North Korea continues to expand nuclear operations, IAEA says

North Korea appears to be still expanding operations at its main nuclear site, the UN atomic watchdog indicated on Thursday.

Few steps toward full denuclearization made since Trump-Kim summit in June, says UN watchdog

Despite a pledge North Korean leader Kim Jong-un made in June to work toward the complete and irreversible denuclearization of the Korean Peninsula, little progress has been made, a UN atomic watchdog warned Thursday. (Pyongyang Press Corps via Reuters)

North Korea appears to be still expanding operations at its main nuclear site, the UN atomic watchdog indicated on Thursday.

The statement by the head of the International Atomic Energy Agency (IAEA) is a further sign that North Korea is pressing ahead with its atomic activities despite pressure from the United States for it to scrap its nuclear weapons program.

At a summit in June, U.S. President Donald Trump and North Korean leader Kim Jong-un pledged to work toward the complete denuclearization of the Korean Peninsula.

Since then, North Korea appears to have begun dismantling a pair of missile testing and launching facilities, according to a report published by North Korea analysis website 38 North in July.
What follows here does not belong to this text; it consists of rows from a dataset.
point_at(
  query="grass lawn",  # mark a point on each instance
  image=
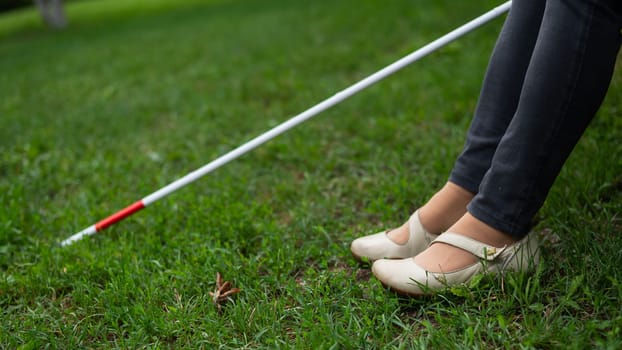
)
(133, 95)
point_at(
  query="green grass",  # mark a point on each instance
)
(130, 97)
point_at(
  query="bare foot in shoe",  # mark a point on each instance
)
(442, 257)
(439, 213)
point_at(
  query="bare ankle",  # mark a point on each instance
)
(470, 226)
(444, 208)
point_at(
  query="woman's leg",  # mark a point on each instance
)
(565, 83)
(498, 100)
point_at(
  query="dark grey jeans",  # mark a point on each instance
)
(547, 77)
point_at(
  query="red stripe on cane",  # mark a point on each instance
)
(120, 215)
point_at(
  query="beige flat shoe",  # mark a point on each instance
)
(378, 246)
(406, 277)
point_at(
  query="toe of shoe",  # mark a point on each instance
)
(402, 276)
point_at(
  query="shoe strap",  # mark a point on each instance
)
(477, 248)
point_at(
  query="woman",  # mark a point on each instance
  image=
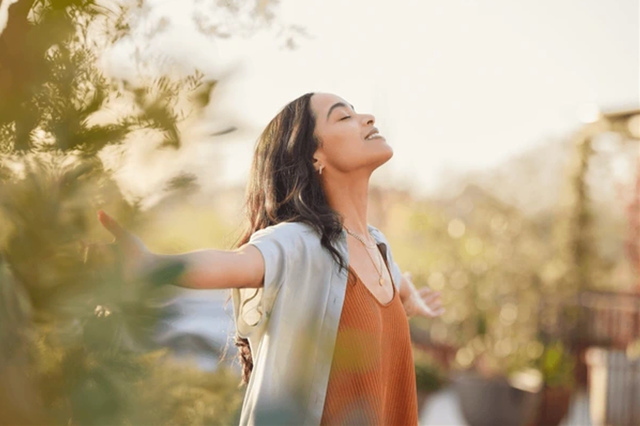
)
(320, 305)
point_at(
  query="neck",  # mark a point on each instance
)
(349, 197)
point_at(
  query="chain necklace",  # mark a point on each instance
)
(359, 238)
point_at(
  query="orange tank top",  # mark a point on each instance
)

But UN experts have warned the country has not moved toward the sort of full, irreversible denuclearization program Washington has called for.

At Yongbyon, North Korea's main nuclear facility that is widely believed to have provided fissile material for its bombs, components appear to have been brought into a light-water reactor being built there, IAEA chief Yukiya Amano said.

"At the light-water reactor, the agency also observed activities consistent with the fabrication of reactor components and the possible transfer of these components into the reactor building," Amano said in a statement to the IAEA's board of governors, reporting on the period since August.

No access for monitors since 2009

The IAEA has not had access to North Korea since 2009 and mainly monitors activities there through satellite imagery, meaning it cannot confirm its observations.

North Korea also appeared to have continued work at the nearby Kuryong River that it dammed last year to increase the supply of water available for cooling the planned reactor or the existing experimental one, which has an output capacity of five megawatts.

"Further activities were observed near the Kuryong River. These may be related to changes to the cooling infrastructure for the five-megawatt reactor and the light-water reactor," Amano said, adding that the experimental reactor was likely shut down while some of those unspecified activities were carried out.

Apart from an annual report on developments in North Korea, the IAEA does not normally comment on what it sees there, suggesting that Amano's comments were aimed at illustrating the continued activity at Yongbyon.